Не знаю, прислушается ли Полевой к моему совету, если он даже врачей игнорит, но хорошо бы ему в самом деле заняться своим здоровьем. Насколько помню, Полевой уйдёт из жизни в 81 году, всего два года ещё отмерила ему судьба. Точную причину смерти не знаю, но подозреваю, что виной тому всё же будет сердце. Да что говорить, должность у него ответственная и нервная, но не уходит на покой, не хочет бросать практически своё детище, коим считает журнал «Юность». За столько лет уже, можно сказать, сроднился с ним.
– Где вас высадить? – спрашивает водитель.
– Дом № 11, я не знаю, честно говоря, где он находится.
– Тогда ещё квартал проеду, там поближе будет, высажу на остановке.
Десять минут спустя вхожу в подъезд старого четырёхэтажного дома с обвалившейся штукатуркой. Он как гнилой зуб торчал между старинным, ухоженным особняком и 6-этажной «сталинкой».

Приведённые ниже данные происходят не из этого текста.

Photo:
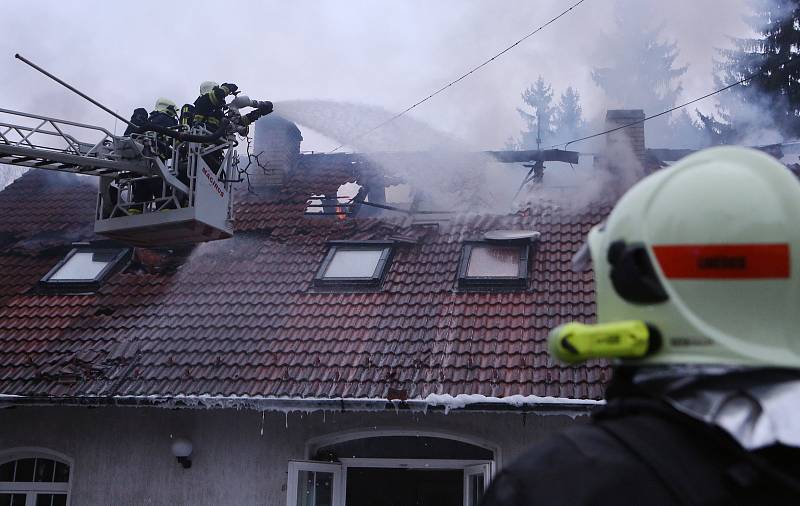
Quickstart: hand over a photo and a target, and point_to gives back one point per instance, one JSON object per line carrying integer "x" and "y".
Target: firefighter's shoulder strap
{"x": 698, "y": 463}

Старшую Корн звали Марта Генриховна. Это была высокая, с гордо вскинутым подбородком и прямой спиной пожилая женщина, в жилах которой, похоже, текла кровь потомка аристократической фамилии. В чём я вскоре и убедился, когда хозяйка, приняв рукописи сценариев, не позволила мне сразу откланяться.
– Я как чувствовала, что вы придёте к обеду, и пока не отведаете моего рыбного пирога – я вас никуда не отпущу. У меня сегодня вообще рыбный день, так что на первое – уха по-фински, а на второе – жареная камбала с картофелем-пюре. Руки можете помыть в ванной комнате.
Я как только перешагнул порог этой небольшой, но опрятной и чистенькой квартиры, сразу же уловил запах жареной рыбы, и уже от одного аромата у меня потекли слюнки. Даже про себя решил, что по возвращении в гостиницу закажу в ресторане большую порцию жареной рыбы, но вышло так, что меня угощают на халяву. И эта халява оказалась очень вкусной, Марта Генриховна была если не прирождённым кулинаром, то как минимум в течение жизни сумела отточить мастерство приготовления пищи.